"Gesunde Beine": Telefone standen nicht still bei Aktion von Stadt-Anzeiger und AOK
Rund 70 Anrufer hatten verschiedene Fragen gesammelt zum Thema Venenleiden. Deshalb hatten die drei Experten bei der Telefon-Aktion "Gesunde Beine" auch viel zu tun. Was natürlich auch Sinn der Aktion war.
Der Dortmunder Stadt-Anzeiger und die AOK hatten aufgerufen, sich mit Fragen zum Thema Venenleiden zu melden. Und die Telefone standen am Donnerstagnachmittag nicht still. Michael Wolters (AOK-Experte ambulante Versorgung), Martina Ries (AOK-Sportwissenschaftlerin) und Prof.
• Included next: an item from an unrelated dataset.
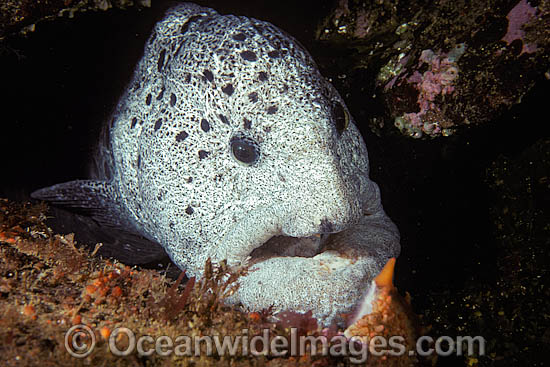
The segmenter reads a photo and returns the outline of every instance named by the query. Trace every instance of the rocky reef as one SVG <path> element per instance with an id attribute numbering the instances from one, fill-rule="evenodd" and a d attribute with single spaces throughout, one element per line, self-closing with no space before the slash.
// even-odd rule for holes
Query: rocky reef
<path id="1" fill-rule="evenodd" d="M 347 54 L 335 82 L 361 91 L 374 131 L 434 138 L 494 122 L 550 78 L 549 29 L 545 0 L 340 0 L 317 39 Z"/>
<path id="2" fill-rule="evenodd" d="M 45 219 L 44 205 L 0 199 L 0 361 L 5 366 L 351 366 L 361 357 L 345 350 L 329 354 L 328 349 L 326 353 L 313 349 L 315 338 L 347 339 L 335 325 L 321 329 L 311 312 L 283 312 L 274 318 L 269 309 L 247 313 L 226 306 L 223 300 L 236 291 L 236 280 L 246 274 L 246 267 L 235 270 L 225 263 L 213 266 L 208 261 L 203 278 L 182 283 L 183 273 L 174 280 L 155 270 L 131 268 L 96 256 L 100 244 L 90 252 L 77 246 L 74 235 L 53 233 Z M 399 297 L 391 289 L 393 297 Z M 384 294 L 381 302 L 388 304 L 390 297 Z M 405 305 L 385 307 L 384 318 L 365 318 L 362 325 L 388 337 L 409 335 L 404 346 L 411 349 L 420 328 L 406 321 L 412 317 L 418 322 L 410 314 L 410 305 Z M 122 327 L 138 339 L 153 340 L 155 336 L 159 340 L 171 338 L 178 344 L 156 349 L 156 343 L 148 341 L 155 349 L 140 354 L 135 340 L 132 344 L 128 334 L 118 333 Z M 89 333 L 83 336 L 77 331 Z M 196 342 L 186 345 L 177 339 L 240 336 L 252 340 L 264 333 L 268 336 L 261 346 L 249 347 L 242 342 L 233 353 L 222 353 L 207 343 L 199 343 L 197 348 Z M 72 339 L 77 337 L 78 341 Z M 265 345 L 273 345 L 274 339 L 301 337 L 311 337 L 313 343 L 310 341 L 300 353 L 287 345 L 280 349 L 286 352 L 277 354 Z M 82 345 L 84 350 L 77 348 Z M 117 355 L 113 350 L 130 353 Z M 404 354 L 365 356 L 362 363 L 410 366 L 421 361 L 428 363 Z"/>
Dr. Markus Stücker (Leitender Arzt am Venenzentrum Bochum) nahmen sich Zeit, berieten bei akuten Leiden oder auch bei Fragen zur Vorbeugung.
Denn auch Letztere war bei der Telefon-Aktion besonders gefragt. Zum Thema Prävention und welche Sportart die richtige ist, rät Professor Stücker: "Kein Sport ist falsch, wenn man ihn den macht und vor allem regelmäßig betreibt."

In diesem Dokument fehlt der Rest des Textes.